# Help dialing in Gaggia Classic and Sage Smart Grinder Pro



## Mm391 (Apr 19, 2020)

Hi Everyone,

I am fairly new to this whole coffee game and you have all probably heard this same story over and over again from newbies, so sorry in advance. I have been trying to dial in my Gaggia Classic and Sage Smart Grinder Pro. But after grinding the beans no coffee is being produced through the Portafilter.

Coffee was roasted just over a week ago. Internal Burrs set at 6:
Attempt 1: Grind Size 6 - No Coffee - Waited 2 minutes
Attempt 2: Grind Size 10 - No Coffee - Waited 2 minutes
Attempt 3: Grind Size 15 - a tiny dribble after 60 seconds.

No coffee was produced at all through the Portafilter apart from the last attempt, but even that was a dribble. I can only assume that the coffee was too fine and the pressure was too great stopping the water making its way through the puck. This seems strange as I have seen other people posting that they were able to use grind sizes as low and lower than 6 in the Sage Grinder and still produce coffee. Does anyone have any suggestions or do I just play around with the grind size until I find something that works. I know all coffee beans, grinders and machines are different so trial and error tends to be a beginners best tactic.

On a side note, the person I brought it off demonstrated it working, but with a different grinder, before I brought it and it was in amazing condition, but not sure if he modified its pressure at all.
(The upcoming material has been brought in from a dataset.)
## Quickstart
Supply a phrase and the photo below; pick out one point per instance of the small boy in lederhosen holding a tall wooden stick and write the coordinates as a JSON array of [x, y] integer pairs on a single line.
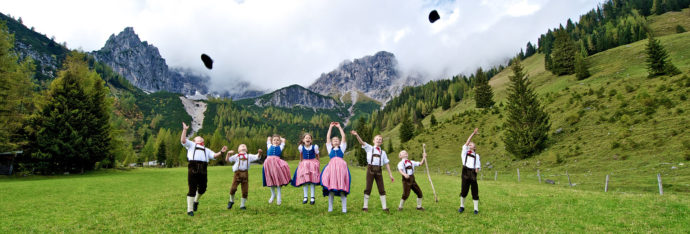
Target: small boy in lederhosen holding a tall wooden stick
[[406, 167]]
I was thinking about trying to locate a modified Portafilter to test what pressure the machine is set at. Does anyone know where I can get one from?
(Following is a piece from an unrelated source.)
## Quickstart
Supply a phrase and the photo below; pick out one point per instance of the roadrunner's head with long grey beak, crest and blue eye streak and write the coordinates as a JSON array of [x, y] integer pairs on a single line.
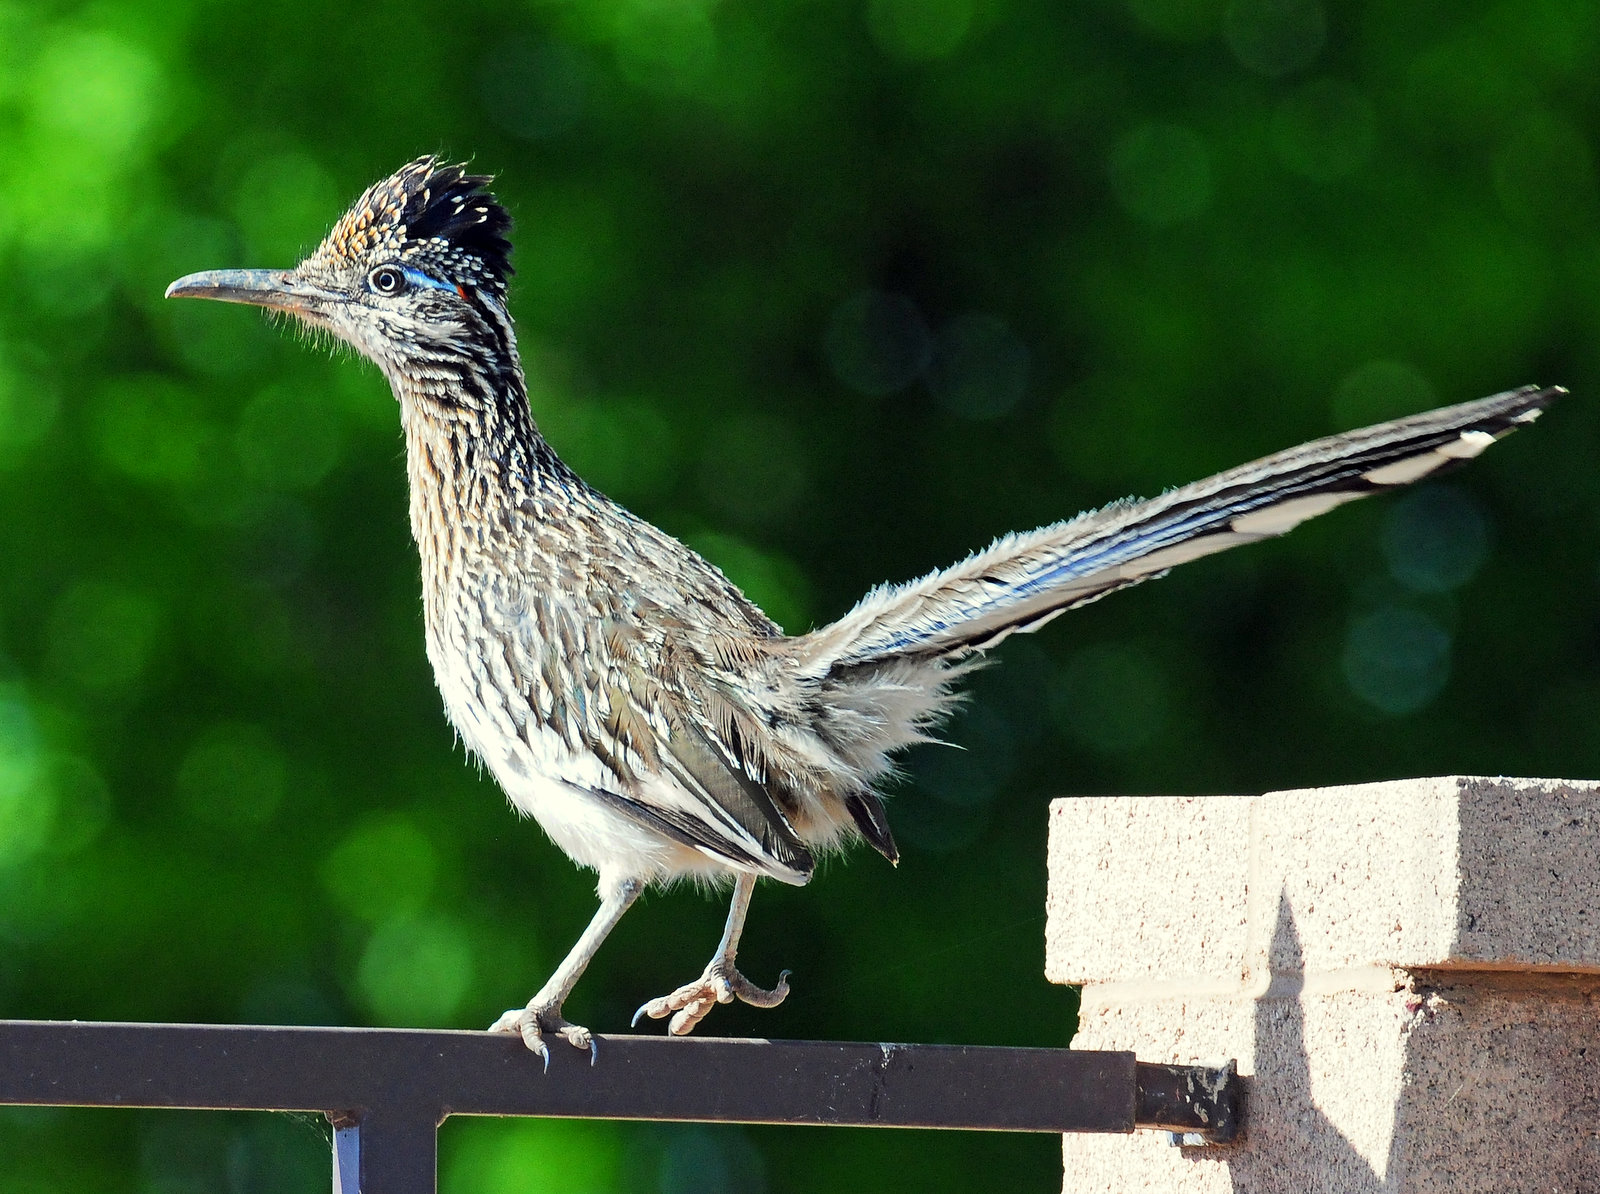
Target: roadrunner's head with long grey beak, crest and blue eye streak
[[414, 276]]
Any help would be appreciated

Thanks

Matt


----------



## Stox (Jul 19, 2020)

You play around with the grind size until you find something that works. Yes, really, but this assumes there isn't a fault somewhere with the espresso machine or grinder. Is the grinder new? How much is the dose, and what basket are you using?
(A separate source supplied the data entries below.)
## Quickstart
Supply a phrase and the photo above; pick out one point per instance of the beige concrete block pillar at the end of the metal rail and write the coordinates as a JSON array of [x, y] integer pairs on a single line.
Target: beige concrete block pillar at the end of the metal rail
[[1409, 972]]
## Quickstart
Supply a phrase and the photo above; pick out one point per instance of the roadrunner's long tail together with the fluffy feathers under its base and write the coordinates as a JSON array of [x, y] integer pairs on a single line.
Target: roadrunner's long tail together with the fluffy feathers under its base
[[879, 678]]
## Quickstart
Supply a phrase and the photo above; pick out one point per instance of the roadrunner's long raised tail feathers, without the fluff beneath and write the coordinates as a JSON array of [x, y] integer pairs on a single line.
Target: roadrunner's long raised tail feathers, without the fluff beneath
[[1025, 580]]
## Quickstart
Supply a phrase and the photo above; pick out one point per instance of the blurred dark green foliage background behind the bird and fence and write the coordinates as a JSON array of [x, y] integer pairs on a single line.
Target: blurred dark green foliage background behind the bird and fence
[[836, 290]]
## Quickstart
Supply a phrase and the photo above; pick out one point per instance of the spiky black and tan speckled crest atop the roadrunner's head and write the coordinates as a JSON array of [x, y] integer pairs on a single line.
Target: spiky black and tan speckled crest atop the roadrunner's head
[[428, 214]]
With a brand new Classic and Smart Grinder Pro purchased earlier this year I was looking at grind settings between 6 and 13, dosing, say, 16g in the supplied 14g unpressurised basket for 32g+ yield in 25-30 seconds using freshly roasted high altitude single origin beans. I wouldn't expect pressure modifications to make a huge difference based on what happened when I adjusted my machine down from the standard 15 bar to 9 bar.


----------



## dutchy101 (Jun 12, 2020)

They recommend starting at grind size 12 for espresso. I've only got as low as 9 on my SGP and it choked the Bambino.


----------